Wednesday, February 13, 2013

Ash Wednesday

Carrot in winter

From that close I could smell him. A musky almost fungal scent, a smell I was familiar with after two months on the trail. But his was almost spritely, green, alive. A funk so deep I could grow broccoli in it.

“So, Maaaaah-zipan,” he says. “How'd you get that name?”

After a month of being saddled with a ridiculous name from an online comic, I was sick of explaining. Sick of dividing marzipan from marscapone, explaining how it's like playdough, made of almond paste, and that people build things out of them and then eat it. People in Hungary build statues of speed-skaters out of it. And that cracked me up, to no end. My secret, truthful reason for my fascination with marzipan was the exquisite molded mangoes and custard apples I used to spy at the Thai department store. Central. When Mom finally let me buy some they tasted like wax.

But I told one more person the story.

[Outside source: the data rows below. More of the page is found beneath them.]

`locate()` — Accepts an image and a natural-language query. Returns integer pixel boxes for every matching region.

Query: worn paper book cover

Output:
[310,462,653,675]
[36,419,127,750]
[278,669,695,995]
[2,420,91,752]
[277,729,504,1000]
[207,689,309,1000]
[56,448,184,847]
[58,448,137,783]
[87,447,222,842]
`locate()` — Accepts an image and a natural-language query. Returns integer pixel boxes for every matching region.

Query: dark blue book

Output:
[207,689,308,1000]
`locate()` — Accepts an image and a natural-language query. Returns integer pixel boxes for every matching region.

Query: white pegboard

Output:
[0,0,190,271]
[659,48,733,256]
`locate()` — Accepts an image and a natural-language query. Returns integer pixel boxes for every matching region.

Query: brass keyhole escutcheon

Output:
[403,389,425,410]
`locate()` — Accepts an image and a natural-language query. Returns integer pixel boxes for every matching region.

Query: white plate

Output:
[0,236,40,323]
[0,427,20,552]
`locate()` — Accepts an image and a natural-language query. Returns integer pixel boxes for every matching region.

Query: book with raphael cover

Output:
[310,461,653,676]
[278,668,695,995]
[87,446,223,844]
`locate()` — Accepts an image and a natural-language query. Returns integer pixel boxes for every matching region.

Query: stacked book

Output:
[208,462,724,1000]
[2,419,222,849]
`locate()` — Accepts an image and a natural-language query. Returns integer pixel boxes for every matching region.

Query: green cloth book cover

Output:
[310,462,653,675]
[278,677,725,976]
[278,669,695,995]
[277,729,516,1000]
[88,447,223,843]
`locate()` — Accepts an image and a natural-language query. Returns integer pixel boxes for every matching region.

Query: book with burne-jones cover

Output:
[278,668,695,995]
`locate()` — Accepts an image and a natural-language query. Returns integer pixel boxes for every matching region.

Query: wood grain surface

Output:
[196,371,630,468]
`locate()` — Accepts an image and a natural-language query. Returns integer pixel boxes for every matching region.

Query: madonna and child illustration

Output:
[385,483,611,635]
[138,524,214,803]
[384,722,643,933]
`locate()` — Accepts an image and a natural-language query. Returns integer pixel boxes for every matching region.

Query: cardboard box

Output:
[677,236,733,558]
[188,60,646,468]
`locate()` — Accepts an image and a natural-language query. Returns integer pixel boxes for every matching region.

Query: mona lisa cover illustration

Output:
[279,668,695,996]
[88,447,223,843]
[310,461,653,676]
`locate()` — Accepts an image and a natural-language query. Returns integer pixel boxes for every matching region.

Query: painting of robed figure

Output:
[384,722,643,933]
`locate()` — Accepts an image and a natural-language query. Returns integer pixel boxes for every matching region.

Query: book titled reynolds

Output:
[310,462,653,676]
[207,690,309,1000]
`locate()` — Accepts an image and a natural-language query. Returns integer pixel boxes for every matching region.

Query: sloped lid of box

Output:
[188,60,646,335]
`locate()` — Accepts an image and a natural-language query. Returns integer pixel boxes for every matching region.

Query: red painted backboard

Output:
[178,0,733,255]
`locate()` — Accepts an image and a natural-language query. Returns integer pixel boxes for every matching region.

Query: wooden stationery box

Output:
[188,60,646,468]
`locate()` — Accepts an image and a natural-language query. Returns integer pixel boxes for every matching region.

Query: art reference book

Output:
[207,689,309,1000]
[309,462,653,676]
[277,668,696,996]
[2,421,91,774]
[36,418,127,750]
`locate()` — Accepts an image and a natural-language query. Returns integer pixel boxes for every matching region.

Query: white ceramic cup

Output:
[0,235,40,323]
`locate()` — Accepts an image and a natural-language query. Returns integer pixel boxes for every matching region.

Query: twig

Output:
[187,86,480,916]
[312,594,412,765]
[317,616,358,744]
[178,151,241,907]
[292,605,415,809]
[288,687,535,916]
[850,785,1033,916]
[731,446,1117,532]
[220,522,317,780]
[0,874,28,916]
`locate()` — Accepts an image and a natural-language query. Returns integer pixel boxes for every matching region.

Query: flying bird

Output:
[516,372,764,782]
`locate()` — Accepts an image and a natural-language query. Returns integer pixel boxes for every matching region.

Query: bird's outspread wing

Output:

I breathed his funk as I made everyone at the shelter laugh with the story of marzipan.

“Big County,” I say, finally, my revenge. “How'd you get that name?”

“Biggest county east of the Mississippi,” he says. Aroostook County, his home far away. Where he has Belgians and 120 acres of fir and spruce. So big that to locals it's just the County.

The first night we camp together I make my favorite, mac and cheese. It should have been only mac and cheese in my mail drops on the trail. I leave behind my wild rice mix and dried shiitake mushrooms at hiker boxes, unable to stomach them. I pick up mac and cheese and taco fiesta liptons, grab pepperoni and tuna packets whenever I can find them. I'm still cooking in my dad's old boy-scout pot, and it's far too small for even one mac and cheese, plus the additions I'm starving for. I'm distracted by County, still, so distracted that I can't manage my soda-can alcohol stove. My noodles stick. The pot is half-burnt at the bottom, and the top half is crunchy and raw. Orange powder unevenly distributed.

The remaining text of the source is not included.